Mais alors que reste-​t-​il pour ceux qui sont res­pec­tueux de la vie et des lois du mariage ? Bien enten­du la par­tie éva­lua­tion et conseil est non seule­ment licite mais recom­man­dée car elle per­met de connaître la gra­vi­té de la mala­die trans­mise et d’évaluer serei­ne­ment les risques d’avoir un enfant malade et de trans­mettre le gène défec­tueux à sa des­cen­dance. Elle per­met éga­le­ment d’alerter d’autres membres de la famille sur les pro­ba­bi­li­tés qu’ils ont d’être tou­chés. Une fois le risque connu, vous connais­sez main­te­nant la malice morale de beau­coup des solu­tions pro­po­sées par la méde­cine actuelle. Il reste la pos­si­bi­li­té, si la cause est pro­por­tion­née (à éva­luer en conscience par le couple et avec l’aide d’un conseiller spi­ri­tuel), d’éviter les nais­sances par les méthodes repo­sant sur la conti­nence. L’adoption peut tout à fait être envi­sa­gée. Tout cela est fort bien expli­qué dans le dis­cours du pape Pie XII du 12 sep­tembre 1958 au sep­tième congrès de la socié­té inter­na­tio­nale d’hématologie. Ce dis­cours part d’une mala­die héré­di­taire, la tha­las­sé­mie ou mal médi­ter­ra­néen, pour envi­sa­ger plus lar­ge­ment la ques­tion du conseil géné­tique. La recherche donne actuel­le­ment des espoirs concer­nant des tech­niques de modi­fi­ca­tion des gènes ou de leur expres­sion pour cer­taines pathologies.
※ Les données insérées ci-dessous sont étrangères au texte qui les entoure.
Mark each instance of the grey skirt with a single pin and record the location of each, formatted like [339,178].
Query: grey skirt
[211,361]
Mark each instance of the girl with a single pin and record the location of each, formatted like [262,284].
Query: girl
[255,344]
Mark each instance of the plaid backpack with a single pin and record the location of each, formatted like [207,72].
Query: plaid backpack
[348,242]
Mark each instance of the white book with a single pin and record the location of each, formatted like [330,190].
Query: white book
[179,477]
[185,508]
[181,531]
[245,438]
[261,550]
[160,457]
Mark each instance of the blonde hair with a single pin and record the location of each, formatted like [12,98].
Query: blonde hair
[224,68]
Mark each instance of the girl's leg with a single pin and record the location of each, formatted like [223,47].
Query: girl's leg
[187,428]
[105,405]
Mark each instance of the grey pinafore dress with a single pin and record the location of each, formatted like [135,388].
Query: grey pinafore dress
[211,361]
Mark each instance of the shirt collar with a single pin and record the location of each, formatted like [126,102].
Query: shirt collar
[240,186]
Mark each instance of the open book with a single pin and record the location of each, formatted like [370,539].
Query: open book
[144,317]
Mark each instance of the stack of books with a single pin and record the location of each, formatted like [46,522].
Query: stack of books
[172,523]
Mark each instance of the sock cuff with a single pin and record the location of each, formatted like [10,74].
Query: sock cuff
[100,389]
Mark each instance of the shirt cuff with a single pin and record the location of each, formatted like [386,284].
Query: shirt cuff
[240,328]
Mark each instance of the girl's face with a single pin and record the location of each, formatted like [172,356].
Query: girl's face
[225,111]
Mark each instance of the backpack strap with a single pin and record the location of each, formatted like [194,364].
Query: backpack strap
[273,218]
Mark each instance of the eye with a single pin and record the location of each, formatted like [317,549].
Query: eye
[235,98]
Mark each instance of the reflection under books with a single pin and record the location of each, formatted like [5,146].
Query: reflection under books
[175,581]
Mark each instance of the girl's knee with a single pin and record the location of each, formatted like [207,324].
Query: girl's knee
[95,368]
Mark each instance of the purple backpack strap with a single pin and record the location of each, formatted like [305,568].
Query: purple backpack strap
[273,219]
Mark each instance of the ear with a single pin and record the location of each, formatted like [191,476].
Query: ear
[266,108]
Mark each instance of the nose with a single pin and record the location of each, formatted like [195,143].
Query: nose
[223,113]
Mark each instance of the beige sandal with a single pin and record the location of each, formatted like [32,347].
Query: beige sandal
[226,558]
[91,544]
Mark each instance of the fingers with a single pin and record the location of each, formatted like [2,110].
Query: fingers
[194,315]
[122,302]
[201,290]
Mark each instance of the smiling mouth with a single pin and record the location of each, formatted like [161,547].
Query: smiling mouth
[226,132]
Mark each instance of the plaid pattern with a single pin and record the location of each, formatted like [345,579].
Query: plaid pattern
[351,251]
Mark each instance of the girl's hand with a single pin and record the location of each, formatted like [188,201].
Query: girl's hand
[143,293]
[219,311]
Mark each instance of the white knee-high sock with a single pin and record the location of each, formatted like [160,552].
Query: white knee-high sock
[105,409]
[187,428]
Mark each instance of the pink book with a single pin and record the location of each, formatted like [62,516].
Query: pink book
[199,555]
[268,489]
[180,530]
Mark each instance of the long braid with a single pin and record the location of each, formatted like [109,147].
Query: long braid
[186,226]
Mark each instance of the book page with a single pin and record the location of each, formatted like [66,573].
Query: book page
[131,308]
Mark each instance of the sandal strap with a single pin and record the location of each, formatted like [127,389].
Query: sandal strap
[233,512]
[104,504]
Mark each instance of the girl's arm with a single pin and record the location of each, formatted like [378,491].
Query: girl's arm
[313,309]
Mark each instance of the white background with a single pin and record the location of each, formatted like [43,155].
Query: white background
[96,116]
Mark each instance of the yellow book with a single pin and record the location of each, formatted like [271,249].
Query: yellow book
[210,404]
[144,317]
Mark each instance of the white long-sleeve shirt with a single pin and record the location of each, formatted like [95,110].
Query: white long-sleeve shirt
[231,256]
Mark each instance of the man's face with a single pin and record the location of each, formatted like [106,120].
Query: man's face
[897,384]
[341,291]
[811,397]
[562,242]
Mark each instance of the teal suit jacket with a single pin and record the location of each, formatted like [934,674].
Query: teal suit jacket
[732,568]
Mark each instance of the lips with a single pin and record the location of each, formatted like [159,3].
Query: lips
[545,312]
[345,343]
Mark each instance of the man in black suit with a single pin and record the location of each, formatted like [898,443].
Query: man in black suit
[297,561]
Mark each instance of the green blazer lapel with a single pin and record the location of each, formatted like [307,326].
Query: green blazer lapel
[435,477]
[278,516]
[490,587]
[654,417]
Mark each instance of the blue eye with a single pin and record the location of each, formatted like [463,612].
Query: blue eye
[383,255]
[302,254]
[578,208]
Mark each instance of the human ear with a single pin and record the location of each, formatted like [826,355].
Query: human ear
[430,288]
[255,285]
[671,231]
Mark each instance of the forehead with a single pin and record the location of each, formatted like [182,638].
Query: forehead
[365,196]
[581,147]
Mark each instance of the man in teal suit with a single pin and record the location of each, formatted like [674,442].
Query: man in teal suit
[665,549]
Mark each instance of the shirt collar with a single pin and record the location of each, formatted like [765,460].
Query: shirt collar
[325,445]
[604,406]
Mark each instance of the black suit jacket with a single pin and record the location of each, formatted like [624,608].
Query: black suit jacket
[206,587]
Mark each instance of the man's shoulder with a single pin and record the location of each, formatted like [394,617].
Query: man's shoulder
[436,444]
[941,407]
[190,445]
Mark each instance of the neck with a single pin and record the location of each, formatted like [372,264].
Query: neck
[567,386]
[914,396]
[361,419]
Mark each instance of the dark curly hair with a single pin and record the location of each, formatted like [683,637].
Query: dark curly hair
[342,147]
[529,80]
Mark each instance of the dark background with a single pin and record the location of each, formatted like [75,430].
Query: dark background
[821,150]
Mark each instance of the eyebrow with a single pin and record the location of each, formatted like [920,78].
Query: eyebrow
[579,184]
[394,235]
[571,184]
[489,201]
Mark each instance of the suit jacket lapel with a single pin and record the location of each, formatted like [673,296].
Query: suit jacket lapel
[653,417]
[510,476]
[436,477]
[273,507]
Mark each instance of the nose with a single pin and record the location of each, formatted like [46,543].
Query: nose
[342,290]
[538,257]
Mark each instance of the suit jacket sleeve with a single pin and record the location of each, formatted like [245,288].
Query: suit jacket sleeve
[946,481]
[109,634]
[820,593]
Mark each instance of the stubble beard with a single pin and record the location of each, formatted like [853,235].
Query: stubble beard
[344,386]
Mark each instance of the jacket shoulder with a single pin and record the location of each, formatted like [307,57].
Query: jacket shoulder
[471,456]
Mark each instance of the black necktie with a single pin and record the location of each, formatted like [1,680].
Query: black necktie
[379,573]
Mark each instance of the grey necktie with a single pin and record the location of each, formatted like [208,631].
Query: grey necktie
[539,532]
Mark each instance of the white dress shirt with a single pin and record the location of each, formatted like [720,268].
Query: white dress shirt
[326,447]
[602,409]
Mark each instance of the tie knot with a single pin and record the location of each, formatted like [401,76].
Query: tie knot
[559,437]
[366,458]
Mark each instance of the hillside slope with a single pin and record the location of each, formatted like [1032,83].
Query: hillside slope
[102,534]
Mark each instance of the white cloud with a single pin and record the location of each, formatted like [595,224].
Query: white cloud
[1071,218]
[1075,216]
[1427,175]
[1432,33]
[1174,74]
Lors de ma pre­mière mis­sion aux Philippines en 2017 cer­tains jeunes volon­taires avaient été très impres­sion­nés par des enfants lour­de­ment han­di­ca­pés que nous avions reçus en consul­ta­tion. J’ai le sou­ve­nir d’un enfant déjà grand, por­té par sa mère, avec les yeux révul­sés et quatre membres fili­formes inertes et pen­dants. Là-​bas, pas de conseil géné­tique et pas d’avortement. J’avais rap­pe­lé à cette occa­sion aux jeunes volon­taires impres­sion­nés, la phrase du pro­fes­seur Lejeune déjà évo­quée dans ce texte expli­quant sim­ple­ment que le degré de civi­li­sa­tion ne se mesure pas à la taille de la pis­cine, au confort de la voi­ture ou du compte en banque.